TBK1: a new player in ALS linking autophagy and neuroinflammation

Abstract

Amyotrophic lateral sclerosis (ALS) is an adult-onset neurodegenerative disorder affecting motor neurons, resulting in progressive muscle weakness and death by respiratory failure. Protein and RNA aggregates are a hallmark of ALS pathology and are thought to contribute to ALS by impairing axonal transport. Mutations in several genes known to contribute to ALS result in deposition of their protein products as aggregates; these include TARDBP, C9ORF72, and SOD1. In motor neurons, this can disrupt transport of mitochondria to areas of metabolic need, resulting in damage to cells and can elicit a neuroinflammatory response leading to further neuronal damage.
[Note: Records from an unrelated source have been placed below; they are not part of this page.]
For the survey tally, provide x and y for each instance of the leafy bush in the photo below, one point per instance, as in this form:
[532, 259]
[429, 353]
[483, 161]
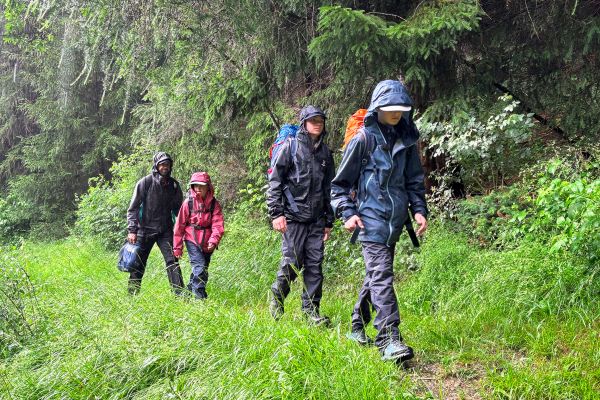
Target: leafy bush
[18, 318]
[558, 205]
[569, 210]
[102, 210]
[488, 150]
Recently, eight independent human genetics studies have uncovered a link between TANK-binding kinase 1 (TBK1) mutations and ALS. TBK1 belongs to the IKK-kinase family of kinases that are involved in innate immunity signaling pathways; specifically, TBK1 is an inducer of type-1 interferons. TBK1 also has a major role in autophagy and mitophagy, chiefly the phosphorylation of autophagy adaptors. Several other ALS genes are also involved in autophagy, including p62 and OPTN. TBK1 is required for efficient cargo recruitment in autophagy; mutations in TBK1 may result in impaired autophagy and contribute to the accumulation of protein aggregates and ALS pathology. In this review, we focus on the role of TBK1 in autophagy and the contributions of this process to the pathophysiology of ALS.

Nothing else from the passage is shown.